Aus finanziellen Gründen werde ich ab Mitte Oktober wieder halbtags arbeiten gehen. Ich würde gerne dann meine Tochter, die dann ein Jahr alt ist für 2-3 Stunden täglich in den Kindergarten bringen. Danach würde sie von mein Mann oder meine Schwiegereltern betreuen bis ich mittags wieder da bin. Wird sie davon psychischen Schaden davon tragen, oder wäre das OK? Da sie ohne Geschwister aufwächst, fände ich es schon gut, wenn sie mit anderen Kindern in Kontakt käme und richtiges Sozialverhalten lernen würde. Oder ist das noch zu früh?
Mitglied inaktiv - 06.07.2009, 16:57
Antwort auf:
Kindergarten ab einem Jahr
Stichwort: Fremdbetreuung
Hallo, die Problematik der frühen Fremdbetreuung ist entwicklungspsychologisch viel schwieriger, als man meint. Und vor allem, als man es in der Sozialpolitik gerne hätte und dann so verbreitet. Ohne psychische Traumatisierung geht es nur über das Ersatzbindungsverfahren. Das heißt, das Kind muss Zeit und Gegelegenheit haben, sich mit dem ihm eigenen Tempo an seine neue Betreuungsperson zu gewöhnen und eine Bindung zu ihr aufzubauen. Das liegt daran, dass Kinder bis 1 1/2 Jahre noch kein stabiles eigenes Selbst besitzen und bis gut 3 jahre dieses Selbst erst unter Spannung und Widerstand aufbauen müssen. Das wird aber in der Sozialpolitik vollkommen übergangen, weil es bedeuten würde, dass, wenn überhaupt frühe Fremdbetreuung, diese ganz behutsam angebahnt werden muss, was enorme Kosten verursacht (ausgeklügeltes Tagesmutterprinzip). So werden schon Einjährige einfach in kleine altersgemischte Gruppen hineingestopft und wechselnden Betreungspersonen ausgesetzt, die obendrein wenig oder keine Ekenntnisse oder Erfahrungen in der Betreuung von Säuglingen und Kleinkindern besitzen. Diese Kräfte sind natürlich viel billiger.

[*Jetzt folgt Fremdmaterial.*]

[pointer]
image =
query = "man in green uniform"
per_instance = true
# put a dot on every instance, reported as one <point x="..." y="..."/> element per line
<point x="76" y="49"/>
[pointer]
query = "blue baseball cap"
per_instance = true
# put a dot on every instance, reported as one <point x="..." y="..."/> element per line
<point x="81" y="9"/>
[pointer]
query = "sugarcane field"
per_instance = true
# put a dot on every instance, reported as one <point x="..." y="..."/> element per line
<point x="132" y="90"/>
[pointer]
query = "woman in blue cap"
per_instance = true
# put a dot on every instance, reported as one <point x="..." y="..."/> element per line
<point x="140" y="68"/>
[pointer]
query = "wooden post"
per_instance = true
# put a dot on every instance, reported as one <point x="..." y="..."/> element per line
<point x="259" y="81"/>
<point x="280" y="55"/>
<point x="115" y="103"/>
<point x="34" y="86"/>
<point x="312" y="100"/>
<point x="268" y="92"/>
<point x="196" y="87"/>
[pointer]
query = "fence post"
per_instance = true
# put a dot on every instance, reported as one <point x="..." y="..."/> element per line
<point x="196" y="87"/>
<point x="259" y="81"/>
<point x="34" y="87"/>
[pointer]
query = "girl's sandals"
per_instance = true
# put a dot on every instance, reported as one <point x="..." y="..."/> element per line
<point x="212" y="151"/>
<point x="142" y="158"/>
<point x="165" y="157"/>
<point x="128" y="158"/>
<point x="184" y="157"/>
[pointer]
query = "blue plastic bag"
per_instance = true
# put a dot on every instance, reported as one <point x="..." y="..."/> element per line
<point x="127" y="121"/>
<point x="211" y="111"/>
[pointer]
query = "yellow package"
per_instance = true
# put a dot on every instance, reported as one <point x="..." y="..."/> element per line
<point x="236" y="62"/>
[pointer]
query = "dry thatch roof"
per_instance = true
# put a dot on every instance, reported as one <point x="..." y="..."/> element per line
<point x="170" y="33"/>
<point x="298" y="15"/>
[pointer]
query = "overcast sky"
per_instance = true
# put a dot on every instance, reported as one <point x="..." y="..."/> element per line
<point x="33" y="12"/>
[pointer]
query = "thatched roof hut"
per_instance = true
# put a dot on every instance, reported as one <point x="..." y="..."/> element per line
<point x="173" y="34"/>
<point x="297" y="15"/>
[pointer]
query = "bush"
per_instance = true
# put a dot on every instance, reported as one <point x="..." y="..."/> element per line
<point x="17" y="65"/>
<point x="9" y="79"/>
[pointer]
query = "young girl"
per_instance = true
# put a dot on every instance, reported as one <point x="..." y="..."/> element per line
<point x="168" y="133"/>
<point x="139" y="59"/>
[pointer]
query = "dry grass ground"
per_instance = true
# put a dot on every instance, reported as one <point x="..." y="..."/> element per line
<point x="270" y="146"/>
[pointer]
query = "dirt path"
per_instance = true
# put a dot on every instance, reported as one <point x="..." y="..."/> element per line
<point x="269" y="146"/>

Wenn Sie also frühe Fremdbetreuung in Anspruch nehmen müssen, dann achten Sie bitte darauf, dass die sanfte Ablösung praktiziert wird und dass eine feste Bezugsperson ihr Kind die ganze Woche betreut. außerdem müssen die Entwicklungsbedingungen eines jungen Kleinkindes absolut beachtet werden, auch wenn es im Einzelfall anstrengend für die Betreuerin ist. Sozialkontakt mit vielen anderen Kindern und Erbprobung des Sozialverhaltens sind Schritte des 3. Lebensjahres. Vorher zählt im natürlichen Fall einzig die Familie, auch wenn es (noch) keine Geschwister gibt. Daher ist die erste und wichtigste Aufgabe für den Sozialstaat die Stützung und Unterstüzung der Familie. Viele Grüße
PS. siehe gleichlautetendes Stichwort im gezielten Suchlauf.